Par exemple, le livre d'apologues indiens, qui fut traduit en persan sous le nom de Calilale et Dimna par Perzoe, médecin de Cosroé roi de Perse,[9] puis de persan en arabe, et enfin de l'arabe en grec par Simon Séthi sous le titre de Stéphanites et Ichenelates,[10] se trouve deux fois en langue persane dans la Bibliothèque nationale ; mais il n'y est qu'une seule fois en arabe et une seule fois en grec. Nous avons trouvé trois fragments considérables de cet ouvrage dans les manuscrits 704, 863 et 949 des grecs de la Vaticane.
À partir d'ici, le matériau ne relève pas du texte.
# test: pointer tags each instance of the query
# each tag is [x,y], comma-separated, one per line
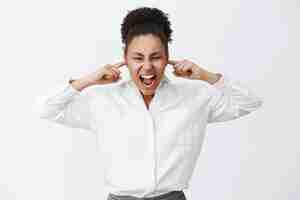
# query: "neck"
[147,99]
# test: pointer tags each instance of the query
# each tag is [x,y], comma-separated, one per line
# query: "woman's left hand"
[188,69]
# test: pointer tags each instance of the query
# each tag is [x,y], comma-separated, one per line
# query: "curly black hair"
[144,20]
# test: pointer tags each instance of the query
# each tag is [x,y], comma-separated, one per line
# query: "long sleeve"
[231,99]
[67,106]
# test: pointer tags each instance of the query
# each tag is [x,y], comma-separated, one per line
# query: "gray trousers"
[173,195]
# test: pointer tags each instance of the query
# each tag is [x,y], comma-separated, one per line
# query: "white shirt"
[148,152]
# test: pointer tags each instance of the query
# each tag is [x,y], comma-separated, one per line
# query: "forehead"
[145,44]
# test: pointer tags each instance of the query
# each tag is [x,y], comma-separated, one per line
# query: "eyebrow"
[154,53]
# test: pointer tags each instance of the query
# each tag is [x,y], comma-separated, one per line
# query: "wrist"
[212,78]
[80,83]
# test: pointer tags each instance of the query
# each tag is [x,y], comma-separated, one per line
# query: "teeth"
[147,76]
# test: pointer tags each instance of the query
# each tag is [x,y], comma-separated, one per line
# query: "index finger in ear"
[119,64]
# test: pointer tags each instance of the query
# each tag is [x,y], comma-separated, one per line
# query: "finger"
[116,70]
[119,64]
[114,73]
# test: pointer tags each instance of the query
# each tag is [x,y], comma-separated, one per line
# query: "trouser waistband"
[172,195]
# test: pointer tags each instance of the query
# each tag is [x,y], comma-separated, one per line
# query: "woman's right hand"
[107,74]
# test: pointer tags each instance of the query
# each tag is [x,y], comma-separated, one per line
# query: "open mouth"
[148,80]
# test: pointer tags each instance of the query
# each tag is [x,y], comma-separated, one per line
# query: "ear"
[124,55]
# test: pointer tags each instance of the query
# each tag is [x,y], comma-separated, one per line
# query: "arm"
[66,105]
[230,99]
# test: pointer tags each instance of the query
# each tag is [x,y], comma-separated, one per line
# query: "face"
[146,60]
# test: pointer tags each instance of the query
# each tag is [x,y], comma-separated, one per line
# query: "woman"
[150,127]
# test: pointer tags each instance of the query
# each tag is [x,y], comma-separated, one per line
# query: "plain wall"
[43,43]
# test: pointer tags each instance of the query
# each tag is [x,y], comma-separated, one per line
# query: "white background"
[43,43]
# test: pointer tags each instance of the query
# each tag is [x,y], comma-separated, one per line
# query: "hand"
[107,74]
[188,69]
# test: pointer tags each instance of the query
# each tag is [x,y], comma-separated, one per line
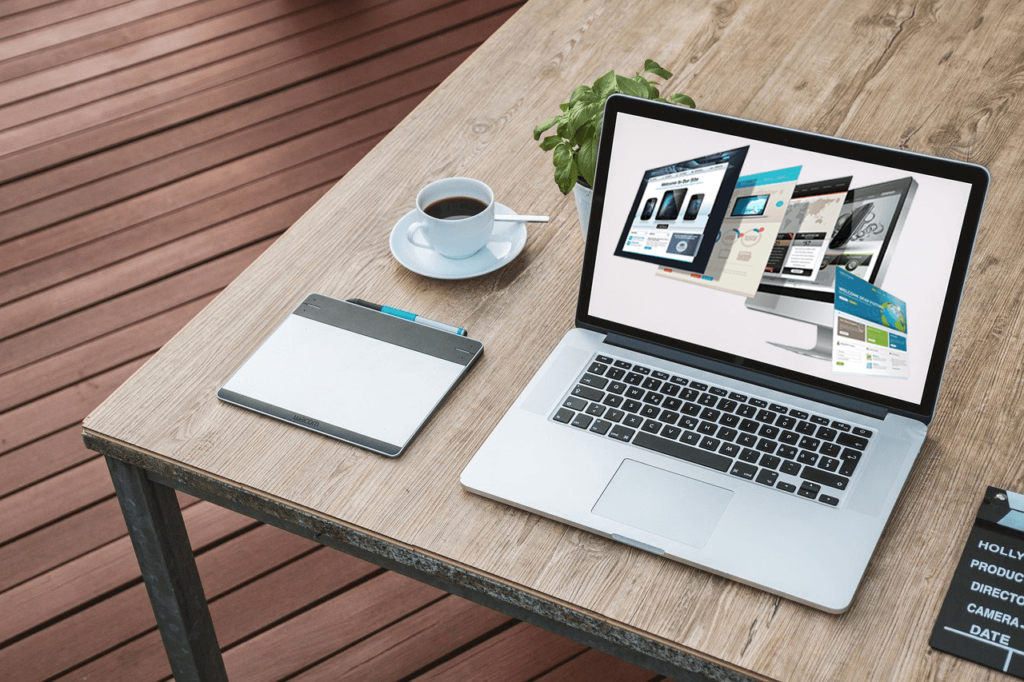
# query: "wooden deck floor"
[150,150]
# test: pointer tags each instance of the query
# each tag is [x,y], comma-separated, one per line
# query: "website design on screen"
[787,218]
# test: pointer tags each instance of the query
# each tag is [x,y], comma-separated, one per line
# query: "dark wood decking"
[150,150]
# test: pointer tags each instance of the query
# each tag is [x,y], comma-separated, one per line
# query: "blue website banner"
[770,177]
[861,299]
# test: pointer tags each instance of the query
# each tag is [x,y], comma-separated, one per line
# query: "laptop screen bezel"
[975,175]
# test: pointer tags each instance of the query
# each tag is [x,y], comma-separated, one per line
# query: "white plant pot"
[584,197]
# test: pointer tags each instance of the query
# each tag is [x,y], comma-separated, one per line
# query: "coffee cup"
[455,217]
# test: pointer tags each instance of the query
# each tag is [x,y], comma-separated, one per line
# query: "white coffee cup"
[455,217]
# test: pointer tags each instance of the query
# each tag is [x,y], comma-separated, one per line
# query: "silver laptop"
[760,335]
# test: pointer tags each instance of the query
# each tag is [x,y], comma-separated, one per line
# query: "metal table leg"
[158,534]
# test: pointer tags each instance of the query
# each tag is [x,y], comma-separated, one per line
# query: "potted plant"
[578,128]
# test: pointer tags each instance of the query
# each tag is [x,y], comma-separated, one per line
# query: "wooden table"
[943,79]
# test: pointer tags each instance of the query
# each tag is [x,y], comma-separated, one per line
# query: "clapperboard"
[982,617]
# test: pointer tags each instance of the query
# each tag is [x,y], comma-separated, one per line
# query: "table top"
[943,81]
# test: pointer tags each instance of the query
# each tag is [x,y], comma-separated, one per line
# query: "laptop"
[751,377]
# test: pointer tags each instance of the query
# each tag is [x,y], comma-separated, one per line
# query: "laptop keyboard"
[790,450]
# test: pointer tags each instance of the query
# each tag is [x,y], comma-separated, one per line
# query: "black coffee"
[453,208]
N'ayant pas sous les yeux le livre imprimé, nous n'avons pas pu nous assurer si cette traduction était celle de Simon Séthi, ni reconnaître quelles lacunes ces fragments laissaient dans l'ouvrage entier ; néanmoins, nous les avons pris tous trois. De plus, le numéro 367 des manuscrits arabes contient un livre d'apologues indiens, traduit d'abord en persan par Barzvejus, médecin de Cosroé[11] ; et ensuite en arabe par Ebaul Mocaffat[12]. Quoique nous ayons tout lieu de croire que cet ouvrage soit le même que celui qui est connu sous le nom de "Calilale et Dimna", comme nous n'en avons qu'un seul exemplaire, quoiqu'il y ait eu plusieurs traductions arabes de cet ouvrage, et comme celui du Vatican fait d'ailleurs connaître le nom du traducteur arabe, nous l'avons compris dans notre convoi.[13]
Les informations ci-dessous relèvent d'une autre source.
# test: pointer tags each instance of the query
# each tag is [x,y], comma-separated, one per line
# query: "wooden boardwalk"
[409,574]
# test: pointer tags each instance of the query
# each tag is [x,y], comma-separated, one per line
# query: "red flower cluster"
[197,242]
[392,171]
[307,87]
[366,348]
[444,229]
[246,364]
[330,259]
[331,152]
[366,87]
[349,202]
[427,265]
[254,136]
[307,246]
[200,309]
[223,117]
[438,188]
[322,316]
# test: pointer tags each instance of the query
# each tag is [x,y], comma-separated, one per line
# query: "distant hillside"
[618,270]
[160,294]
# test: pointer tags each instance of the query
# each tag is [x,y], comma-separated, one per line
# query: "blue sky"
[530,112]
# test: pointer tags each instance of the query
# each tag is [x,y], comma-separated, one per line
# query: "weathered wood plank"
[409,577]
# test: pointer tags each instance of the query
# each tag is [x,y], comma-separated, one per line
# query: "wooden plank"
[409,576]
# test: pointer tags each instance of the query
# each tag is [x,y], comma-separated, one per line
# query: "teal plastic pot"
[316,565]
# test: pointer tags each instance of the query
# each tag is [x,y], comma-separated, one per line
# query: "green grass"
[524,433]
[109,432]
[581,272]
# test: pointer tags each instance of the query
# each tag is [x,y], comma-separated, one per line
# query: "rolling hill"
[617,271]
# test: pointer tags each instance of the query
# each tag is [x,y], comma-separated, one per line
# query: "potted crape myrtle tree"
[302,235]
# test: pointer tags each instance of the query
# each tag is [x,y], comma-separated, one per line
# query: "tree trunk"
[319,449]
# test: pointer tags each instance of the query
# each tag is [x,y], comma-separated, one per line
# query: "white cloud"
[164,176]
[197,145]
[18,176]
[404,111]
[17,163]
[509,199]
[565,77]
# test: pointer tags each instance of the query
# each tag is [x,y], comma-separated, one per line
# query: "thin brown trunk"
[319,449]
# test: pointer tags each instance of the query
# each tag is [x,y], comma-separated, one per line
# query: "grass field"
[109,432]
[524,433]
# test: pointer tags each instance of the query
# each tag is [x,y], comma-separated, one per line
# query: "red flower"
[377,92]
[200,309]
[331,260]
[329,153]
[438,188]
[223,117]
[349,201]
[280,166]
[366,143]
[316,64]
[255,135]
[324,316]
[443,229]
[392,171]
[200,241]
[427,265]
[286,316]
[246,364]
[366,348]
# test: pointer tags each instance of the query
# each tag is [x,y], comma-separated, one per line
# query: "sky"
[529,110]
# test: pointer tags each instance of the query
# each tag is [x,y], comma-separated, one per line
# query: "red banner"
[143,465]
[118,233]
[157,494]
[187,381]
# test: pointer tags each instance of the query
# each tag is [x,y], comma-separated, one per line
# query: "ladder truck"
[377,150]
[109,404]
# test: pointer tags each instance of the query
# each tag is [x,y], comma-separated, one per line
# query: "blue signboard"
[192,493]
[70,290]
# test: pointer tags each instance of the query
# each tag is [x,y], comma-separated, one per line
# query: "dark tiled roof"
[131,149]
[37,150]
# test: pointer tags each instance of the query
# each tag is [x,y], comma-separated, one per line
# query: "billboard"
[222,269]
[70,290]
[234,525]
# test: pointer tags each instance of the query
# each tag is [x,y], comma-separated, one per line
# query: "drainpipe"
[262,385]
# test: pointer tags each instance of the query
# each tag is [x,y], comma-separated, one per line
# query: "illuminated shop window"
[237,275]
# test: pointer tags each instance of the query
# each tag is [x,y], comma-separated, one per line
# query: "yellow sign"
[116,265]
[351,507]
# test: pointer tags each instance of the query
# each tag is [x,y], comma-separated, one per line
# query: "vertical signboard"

Mais ce qui a attiré particulièrement notre attention, ce sont les classiques grecs et latins et tout ce qui peut avoir rapport à l'histoire. Nous vous envoyons dans ces deux genres une collection très précieuse de manuscrits d'une date très ancienne et d'une conservation très rare.
Nous ne devons pas terminer, citoyen ministre, sans vous parler de la confection de la liste ci-jointe.
-------- note
On comprend ainsi pourquoi Monge, le géomètre, ne fait pas mention du beau manuscrit grec saisi au Vatican. Le manuscrit Vaticanus gr.190 est déterminant pour l’étude et l’édition des Éléments d’Euclide. Il s’agit du plus ancien manuscrit grec complet conservé des Éléments. Selon B. Vitrac, « [ce] célèbre manuscrit joue depuis son identification au début du XIXe par Peyrard un rôle primordial dans l’édition et l’histoire du texte grec des Éléments. » Cette copie a été réalisée entre 830 et 850, lors des premières translittérations marquant l’abandon de l’écriture onciale au profit de la minuscule. ROMMEVAUX S., DJEBBAR A. et VITRAC B. (2001) « Remarques sur l’Histoire du Texte des Éléments d’Euclide », Arch. Hist. Exact Sci., 55, pp. 221-295, Springer, p. 229. Lorsqu’en 1808, F. Peyrard entreprend de vérifier le texte grec pour sa nouvelle traduction française basée sur l’édition d’Oxford de 1703, il découvre ce manuscrit qui ne comporte aucune mention de « l’édition de Théon » (εκ της Θέωνος έκδοσεως), ni la partie ajoutée VI.33 et qui diffère considérablement des vingt-deux autres manuscrits dont il avait connaissance jusque là. La comparaison l’amène à dater le texte grec d’une période antérieure à l’édition de Théon et à en conclure qu’il est plus proche du texte d’Euclide. Il décide donc d’élaborer une nouvelle édition du texte grec. B. VITRAC (2012), « The Euclidean Ideal of Proof in The Elements and Philological Uncertainties of Heiberg’s Edition of the Text », dans History and historiography of mathematical proof in ancient tradition. K. Chemla (ed). Vol. I : The 19th historiography of mathematical Proof. Cambridge University Press, p. 80.